Hemos asistido estos últimos meses a una de las mejores noticias que ha dado la televisión en España. Nunca han sido demasiadas, pero sí ha habido recientemente algunas —El Ministerio del Tiempo, Crematorio, La casa de papel, la primera temporada de Isabel— que certifican la notable mejoría de las ficciones televisivas patrias y, cada una en su estilo, ofrecen una lección impagable acerca de lo que significa producir calidad. Había reticencias con Fariña porque su propia naturaleza abría muchas incógnitas —cabe recordar que se trata de una adaptación, en clave ficticia, del ensayo del mismo título que escribió Nacho Carretero y publicó Libros del KO, y que alcanzó una triste notoriedad cuando se retiró de las librerías a causa de una denuncia interpuesta por un exalcalde de O Grove, Alfredo Bea Gondar— y porque estamos acostumbrados a ver cómo en este país el costumbrismo o el folclore terminan lastrando los mejores empeños. Ahora que la serie ha echado el telón con un cierre que, al menos en principio, elimina la probabilidad de una segunda temporada —un riesgo cierto en un medio que procura exprimir la gallina de los huevos de oro hasta su agotamiento—, es hora de reconocer el trabajo bien hecho y felicitar a los responsables por haber ido un paso allá del tradicional eje Madrid-Barcelona, diseñando una estructura narrativa tan acertada como potente que no sólo mantuvo una radical fidelidad al texto en el que se inspiraba, sino que no renunció a reflejar, del modo más veraz posible, la idiosincrasia de la zona donde sucede aquello que se cuenta.

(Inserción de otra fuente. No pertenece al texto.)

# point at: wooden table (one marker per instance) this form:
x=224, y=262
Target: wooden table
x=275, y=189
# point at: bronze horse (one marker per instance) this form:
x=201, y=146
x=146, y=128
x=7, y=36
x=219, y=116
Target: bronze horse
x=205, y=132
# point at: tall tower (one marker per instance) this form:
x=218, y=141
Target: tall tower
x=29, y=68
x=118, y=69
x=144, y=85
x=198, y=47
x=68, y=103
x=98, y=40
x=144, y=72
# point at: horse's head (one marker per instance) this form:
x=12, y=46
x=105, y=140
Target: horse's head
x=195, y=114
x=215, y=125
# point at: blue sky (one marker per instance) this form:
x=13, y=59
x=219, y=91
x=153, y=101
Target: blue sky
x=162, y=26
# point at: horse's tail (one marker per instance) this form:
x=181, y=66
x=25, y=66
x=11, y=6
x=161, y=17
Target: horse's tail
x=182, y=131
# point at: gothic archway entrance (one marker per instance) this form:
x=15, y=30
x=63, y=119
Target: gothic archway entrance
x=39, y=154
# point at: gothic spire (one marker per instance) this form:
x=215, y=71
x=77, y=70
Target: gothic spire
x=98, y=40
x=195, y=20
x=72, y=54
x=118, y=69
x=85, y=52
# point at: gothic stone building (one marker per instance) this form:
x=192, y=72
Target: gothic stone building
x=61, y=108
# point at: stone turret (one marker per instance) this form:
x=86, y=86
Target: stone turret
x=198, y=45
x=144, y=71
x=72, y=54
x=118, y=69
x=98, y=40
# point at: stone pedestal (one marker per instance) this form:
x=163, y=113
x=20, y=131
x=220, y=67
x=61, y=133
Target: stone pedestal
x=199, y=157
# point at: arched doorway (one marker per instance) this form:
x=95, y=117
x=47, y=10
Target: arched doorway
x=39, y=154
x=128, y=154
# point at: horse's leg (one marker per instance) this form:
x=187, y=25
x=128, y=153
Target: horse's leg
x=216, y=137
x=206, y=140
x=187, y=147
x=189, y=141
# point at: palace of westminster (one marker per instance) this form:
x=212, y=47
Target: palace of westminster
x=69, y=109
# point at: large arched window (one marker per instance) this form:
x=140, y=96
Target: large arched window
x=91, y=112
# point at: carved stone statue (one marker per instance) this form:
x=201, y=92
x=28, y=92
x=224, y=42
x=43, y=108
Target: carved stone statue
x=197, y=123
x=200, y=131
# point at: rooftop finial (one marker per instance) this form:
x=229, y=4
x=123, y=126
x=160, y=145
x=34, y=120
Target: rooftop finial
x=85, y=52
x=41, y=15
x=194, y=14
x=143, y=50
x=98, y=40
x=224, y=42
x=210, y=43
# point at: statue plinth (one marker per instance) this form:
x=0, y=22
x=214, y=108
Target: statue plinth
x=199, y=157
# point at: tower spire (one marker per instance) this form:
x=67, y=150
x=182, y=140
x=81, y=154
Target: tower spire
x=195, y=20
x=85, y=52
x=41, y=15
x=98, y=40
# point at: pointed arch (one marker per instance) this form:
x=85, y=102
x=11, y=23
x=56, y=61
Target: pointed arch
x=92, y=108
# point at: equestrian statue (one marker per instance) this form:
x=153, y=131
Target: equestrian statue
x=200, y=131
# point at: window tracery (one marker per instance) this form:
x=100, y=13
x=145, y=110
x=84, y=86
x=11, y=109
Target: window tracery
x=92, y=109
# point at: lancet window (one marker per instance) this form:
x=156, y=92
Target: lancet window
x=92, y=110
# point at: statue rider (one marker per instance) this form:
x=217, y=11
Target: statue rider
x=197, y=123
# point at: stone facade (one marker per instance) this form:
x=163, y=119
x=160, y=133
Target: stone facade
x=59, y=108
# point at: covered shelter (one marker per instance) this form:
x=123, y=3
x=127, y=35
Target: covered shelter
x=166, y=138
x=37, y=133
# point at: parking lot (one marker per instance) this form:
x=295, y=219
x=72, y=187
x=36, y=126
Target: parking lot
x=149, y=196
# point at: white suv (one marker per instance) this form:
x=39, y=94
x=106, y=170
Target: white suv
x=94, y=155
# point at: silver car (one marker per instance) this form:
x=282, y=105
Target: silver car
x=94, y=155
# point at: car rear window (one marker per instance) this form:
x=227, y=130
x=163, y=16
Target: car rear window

Fariña se centra en el tráfico de sustancias ilegales en Galicia durante la década de 1980, con el foco situado en el momento en que el Winston de batea fue sustituido por la cocaína colombiana. La serie, rodada en los mismos escenarios en los que ocurrieron los hechos que reconstruye, cuenta esa historia a la par que realiza un minucioso retrato humano y sociológico de las Rías Bajas y de una comunidad autónoma que, durante mucho tiempo, hizo como que no veía todo cuanto se tramaba en sus costas. La complicidad con los narcotraficantes del primer presidente autonómico, Gerardo Fernández Albor —al que no hace mucho homenajeaban públicamente Mariano Rajoy y Alberto Núñez Feijóo—, la disposición de las fuerzas de seguridad a hacer la vista gorda, o la empatía y hasta admiración que los vecinos de Cambados o Villanueva de Arosa sentían por los criminales que estaban a punto de acabar con toda una generación, se exponen en el mismo plano en el que se sitúan las ambiciones, la falta de escrúpulos y la inconsciencia de todas aquellas familias empeñadas en lucrarse a costa de la adicción de sus convecinos. Ya abordaba eso el libro de Nacho Carretero —que cuenta con un precedente importante y reconocido por su propio autor: la obra Un lugar tranquilo, explícito título, que publicó en 1993 el periodista Benito Leiro y fue el primer ensayo sobre el narcotráfico gallego—, pero la ficción lo presenta de una manera más cruda al inducir en el espectador la comprensión, e incluso la simpatía, hacia aquel grupo de delincuentes. Uno de los objetivos del arte radica en colocarnos ante el espejo de nuestras propias incongruencias y miserias. Al reír las gracias de Laureano Oubiña, al adjudicar visos entrañables al carácter arisco de Manuel Charlín, no digamos ya al encontrar el menor rasgo de heroísmo en las peripecias de Sito Miñanco, es inevitable que nos preguntemos si no habitará también algún tipo de monstruo en nuestros interiores menos visitados.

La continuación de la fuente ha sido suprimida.